Raft FAQ1

Q: Does Raft sacrifice anything for simplicity?

A: Raft gives up some performance in return for clarity; for example:

  • Every operation must be written to disk for persistence; performance
    probably requires batching many operations into each disk write.

  • There can only usefully be a single AppendEntries in flight from the
    leader to each follower: followers reject out-of-order
    AppendEntries, and the sender’s nextIndex[] mechanism requires
    one-at-a-time. A provision for pipelining many AppendEntries would
    be better.

  • The snapshotting design is only practical for relatively small
    states, since it writes the entire state to disk. If the state is
    big (e.g. if it’s a big database), you’d want a way to write just
    parts of the state that have changed recently.

  • Similarly, bringing recovering replicas up to date by sending them a
    complete snapshot will be slow, needlessly so if the replica already
    has an old snapshot.

  • Servers may not be able to take much advantage of multi-core because
    operations must be executed one at a time (in log order).
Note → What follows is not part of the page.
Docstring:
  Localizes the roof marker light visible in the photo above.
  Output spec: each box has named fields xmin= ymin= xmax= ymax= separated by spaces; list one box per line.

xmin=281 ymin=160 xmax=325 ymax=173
These could be fixed by modifying Raft, but the result might have less
value as a tutorial.

Q: Is Raft used in real-world software, or do companies generally roll
their own flavor of Paxos (or use a different consensus protocol)?

A: There are several real-world users of Raft: Docker
(https://docs.docker.com/engine/swarm/raft/), etcd (https://etcd.io),
and MongoDB. Other systems said to be using Raft include CockroachDB,
RethinkDB, and TiKV. Maybe you can find more starting at
http://raft.github.io/

On the other hand, my impression is that most state-machine
replication systems are based on the Multi-Paxos and Viewstamped
Replication protocols.

Q: What is Paxos? In what sense is Raft simpler?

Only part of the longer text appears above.